OK – the Save the IBS Hedgehogs (and Save the Sophie) campaign has got off to a rather rocky start, because I’ve had the cough from hell over the past two weeks. It was really quite impressive, resulting in some spectacular and lengthy coughing fits. On several occasions I was quite disappointed to find that I had not, in fact, managed to cough up a lung.
So, this meant that I couldn’t really hold down a conversation without choking, and so I haven’t yet made my appointment to see the nutritionist. But first thing Monday, I’m doing it.
The nutritionist I’m seeing treats IBS on the basis that many cases are due to a combination of factors – food intolerance, an imbalance of good/bad bacteria or parasites, and an overgrowth of yeast. In each patient, one or more of these causes may be found, and they all need to be treated to achieve relief.
I have decided that this is the approach I want to try first for a number of reasons. Mainly, it just seems so sensible and logical that it has to be worth a try – I sometimes think that researchers into IBS over-complicate matters when they try to look for deep and hidden meanings and obscure physical causes.
After all, one day I was fine, the next day I had awful food poisoning (caused by some bad bacteria in my digestive system), and from then on I wasn’t fine. And there are some docs who seem to think that the food poisoning was almost irrelevant, but that seems a bit crazy to me.
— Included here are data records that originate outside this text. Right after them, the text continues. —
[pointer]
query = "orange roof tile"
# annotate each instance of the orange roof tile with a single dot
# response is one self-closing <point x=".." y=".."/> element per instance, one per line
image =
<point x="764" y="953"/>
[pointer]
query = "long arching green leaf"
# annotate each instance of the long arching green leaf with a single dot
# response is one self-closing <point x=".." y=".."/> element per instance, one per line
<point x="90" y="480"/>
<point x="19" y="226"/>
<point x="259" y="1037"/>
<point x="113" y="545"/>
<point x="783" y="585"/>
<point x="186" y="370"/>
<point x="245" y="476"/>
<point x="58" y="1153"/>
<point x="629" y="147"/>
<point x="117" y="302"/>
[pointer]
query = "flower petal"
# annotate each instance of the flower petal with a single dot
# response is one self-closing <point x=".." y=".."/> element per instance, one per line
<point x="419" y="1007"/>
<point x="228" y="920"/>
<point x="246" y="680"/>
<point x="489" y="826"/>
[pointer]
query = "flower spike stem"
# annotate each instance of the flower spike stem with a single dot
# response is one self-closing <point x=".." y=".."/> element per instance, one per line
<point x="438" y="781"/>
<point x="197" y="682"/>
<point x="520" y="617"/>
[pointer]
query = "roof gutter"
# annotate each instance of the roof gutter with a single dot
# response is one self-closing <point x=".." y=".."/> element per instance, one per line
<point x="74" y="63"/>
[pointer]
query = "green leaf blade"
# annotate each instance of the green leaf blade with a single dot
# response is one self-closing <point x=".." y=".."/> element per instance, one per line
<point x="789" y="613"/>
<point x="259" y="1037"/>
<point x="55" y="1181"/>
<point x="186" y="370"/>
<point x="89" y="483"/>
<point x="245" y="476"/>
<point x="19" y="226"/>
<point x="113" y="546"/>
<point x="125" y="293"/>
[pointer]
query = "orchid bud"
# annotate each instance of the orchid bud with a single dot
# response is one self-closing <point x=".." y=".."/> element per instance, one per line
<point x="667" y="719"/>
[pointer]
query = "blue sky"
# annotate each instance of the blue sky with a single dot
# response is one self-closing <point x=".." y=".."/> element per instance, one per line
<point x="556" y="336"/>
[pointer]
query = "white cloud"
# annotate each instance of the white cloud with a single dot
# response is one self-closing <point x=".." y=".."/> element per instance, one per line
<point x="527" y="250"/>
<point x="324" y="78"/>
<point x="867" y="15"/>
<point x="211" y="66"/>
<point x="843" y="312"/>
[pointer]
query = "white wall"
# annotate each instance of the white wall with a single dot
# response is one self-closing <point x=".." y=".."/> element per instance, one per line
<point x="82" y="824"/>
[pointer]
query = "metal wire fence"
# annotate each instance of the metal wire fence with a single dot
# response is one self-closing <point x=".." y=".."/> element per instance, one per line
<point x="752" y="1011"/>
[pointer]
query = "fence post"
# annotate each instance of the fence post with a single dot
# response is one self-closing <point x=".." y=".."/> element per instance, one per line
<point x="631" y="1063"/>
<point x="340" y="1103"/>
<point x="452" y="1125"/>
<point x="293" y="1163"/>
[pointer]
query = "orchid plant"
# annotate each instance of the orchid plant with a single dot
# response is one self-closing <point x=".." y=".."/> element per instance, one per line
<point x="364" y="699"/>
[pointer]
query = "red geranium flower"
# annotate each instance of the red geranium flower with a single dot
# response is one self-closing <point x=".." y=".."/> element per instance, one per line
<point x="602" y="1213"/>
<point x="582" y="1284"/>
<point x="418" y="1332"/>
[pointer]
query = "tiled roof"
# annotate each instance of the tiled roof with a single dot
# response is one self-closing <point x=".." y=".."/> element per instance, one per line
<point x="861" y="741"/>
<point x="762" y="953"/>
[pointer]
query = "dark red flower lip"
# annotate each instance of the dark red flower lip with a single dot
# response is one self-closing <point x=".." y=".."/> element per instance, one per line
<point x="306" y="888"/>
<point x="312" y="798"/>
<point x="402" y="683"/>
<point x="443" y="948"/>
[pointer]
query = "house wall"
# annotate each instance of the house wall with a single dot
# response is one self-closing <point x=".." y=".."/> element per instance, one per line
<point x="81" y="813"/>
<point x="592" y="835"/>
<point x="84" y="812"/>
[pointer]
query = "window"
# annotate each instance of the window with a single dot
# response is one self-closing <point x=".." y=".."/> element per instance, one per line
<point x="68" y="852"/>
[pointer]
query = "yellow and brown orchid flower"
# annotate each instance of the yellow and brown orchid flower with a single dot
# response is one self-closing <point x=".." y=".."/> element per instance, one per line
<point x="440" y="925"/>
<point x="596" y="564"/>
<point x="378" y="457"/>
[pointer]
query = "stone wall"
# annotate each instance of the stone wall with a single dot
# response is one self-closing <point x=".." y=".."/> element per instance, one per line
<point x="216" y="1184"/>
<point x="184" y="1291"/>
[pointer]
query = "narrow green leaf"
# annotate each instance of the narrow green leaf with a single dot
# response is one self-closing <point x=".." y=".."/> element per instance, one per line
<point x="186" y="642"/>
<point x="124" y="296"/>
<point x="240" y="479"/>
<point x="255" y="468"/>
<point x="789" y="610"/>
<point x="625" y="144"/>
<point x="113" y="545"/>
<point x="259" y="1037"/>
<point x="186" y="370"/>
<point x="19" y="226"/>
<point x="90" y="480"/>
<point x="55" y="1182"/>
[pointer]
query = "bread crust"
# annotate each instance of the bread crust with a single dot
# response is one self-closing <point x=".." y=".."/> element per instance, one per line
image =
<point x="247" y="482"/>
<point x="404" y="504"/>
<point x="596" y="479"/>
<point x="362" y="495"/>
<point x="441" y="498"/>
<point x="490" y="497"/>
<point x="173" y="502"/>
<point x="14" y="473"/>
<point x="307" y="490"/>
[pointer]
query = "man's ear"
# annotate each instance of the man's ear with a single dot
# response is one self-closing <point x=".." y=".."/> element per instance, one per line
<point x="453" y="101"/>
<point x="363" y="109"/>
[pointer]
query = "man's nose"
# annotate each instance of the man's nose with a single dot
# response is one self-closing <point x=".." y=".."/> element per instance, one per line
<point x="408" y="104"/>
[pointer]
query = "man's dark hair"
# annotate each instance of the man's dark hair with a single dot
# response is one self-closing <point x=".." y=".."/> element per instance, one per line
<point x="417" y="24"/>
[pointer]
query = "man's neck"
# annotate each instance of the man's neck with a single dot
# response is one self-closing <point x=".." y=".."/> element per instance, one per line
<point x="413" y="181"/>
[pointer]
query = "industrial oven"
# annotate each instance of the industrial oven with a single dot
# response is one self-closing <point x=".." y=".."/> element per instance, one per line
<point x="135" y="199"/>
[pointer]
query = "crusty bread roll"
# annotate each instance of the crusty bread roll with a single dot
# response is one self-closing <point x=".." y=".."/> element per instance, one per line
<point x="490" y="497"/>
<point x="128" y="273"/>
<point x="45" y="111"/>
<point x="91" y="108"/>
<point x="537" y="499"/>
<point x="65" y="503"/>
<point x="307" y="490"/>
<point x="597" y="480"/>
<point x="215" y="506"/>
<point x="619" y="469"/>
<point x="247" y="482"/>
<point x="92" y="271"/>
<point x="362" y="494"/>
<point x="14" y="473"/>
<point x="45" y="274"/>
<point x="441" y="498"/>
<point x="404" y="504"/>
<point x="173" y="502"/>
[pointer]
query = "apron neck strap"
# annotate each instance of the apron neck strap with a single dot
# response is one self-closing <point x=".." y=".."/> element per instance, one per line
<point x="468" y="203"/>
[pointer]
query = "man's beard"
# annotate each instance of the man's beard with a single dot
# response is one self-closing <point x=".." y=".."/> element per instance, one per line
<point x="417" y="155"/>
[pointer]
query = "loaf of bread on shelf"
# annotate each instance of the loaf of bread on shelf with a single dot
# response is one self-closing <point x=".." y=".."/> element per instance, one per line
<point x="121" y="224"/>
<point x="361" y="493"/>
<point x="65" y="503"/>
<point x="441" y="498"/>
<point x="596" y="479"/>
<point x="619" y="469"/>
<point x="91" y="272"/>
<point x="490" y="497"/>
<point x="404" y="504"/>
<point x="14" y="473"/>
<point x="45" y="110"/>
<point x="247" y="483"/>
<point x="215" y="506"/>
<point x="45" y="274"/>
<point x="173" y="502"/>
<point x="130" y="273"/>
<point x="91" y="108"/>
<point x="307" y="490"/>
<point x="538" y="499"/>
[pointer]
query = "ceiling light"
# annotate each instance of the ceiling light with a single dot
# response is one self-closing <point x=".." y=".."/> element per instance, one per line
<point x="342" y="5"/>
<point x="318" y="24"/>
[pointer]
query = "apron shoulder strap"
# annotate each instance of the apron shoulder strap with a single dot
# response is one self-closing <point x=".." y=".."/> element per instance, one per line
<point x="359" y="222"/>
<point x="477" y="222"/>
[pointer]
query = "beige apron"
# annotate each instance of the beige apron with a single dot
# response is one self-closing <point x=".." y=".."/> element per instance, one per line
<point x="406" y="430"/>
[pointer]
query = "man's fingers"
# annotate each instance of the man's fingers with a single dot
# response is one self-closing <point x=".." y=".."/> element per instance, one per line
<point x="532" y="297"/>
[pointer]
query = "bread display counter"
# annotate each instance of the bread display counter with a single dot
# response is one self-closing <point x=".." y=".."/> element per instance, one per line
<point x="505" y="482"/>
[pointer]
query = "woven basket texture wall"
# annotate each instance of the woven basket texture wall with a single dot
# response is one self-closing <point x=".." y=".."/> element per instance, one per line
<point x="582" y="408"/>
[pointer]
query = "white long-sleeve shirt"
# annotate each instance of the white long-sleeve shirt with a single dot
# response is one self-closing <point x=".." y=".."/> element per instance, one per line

Isn’t it possible that the bad bacteria wiped out some of the good ones, or lived on to keep causing more havoc? Seems logical to me, and there are certainly some bacteria that can live in the body for years. Apart from anything else, the discovery that most stomach ulcers are actually caused by a bacteria leads me to think that this is a useful way of thinking.
Like all aspects of IBS, the research in this area is not conclusive, but there have been some studies which show that probiotics can help IBS symptoms (as long as they’re strong enough and contain the right strains), so it’s not as if it’s a completely unscientific theory.
Anyway – that’s the kind of therapist I’m talking to first. Once I’m well enough.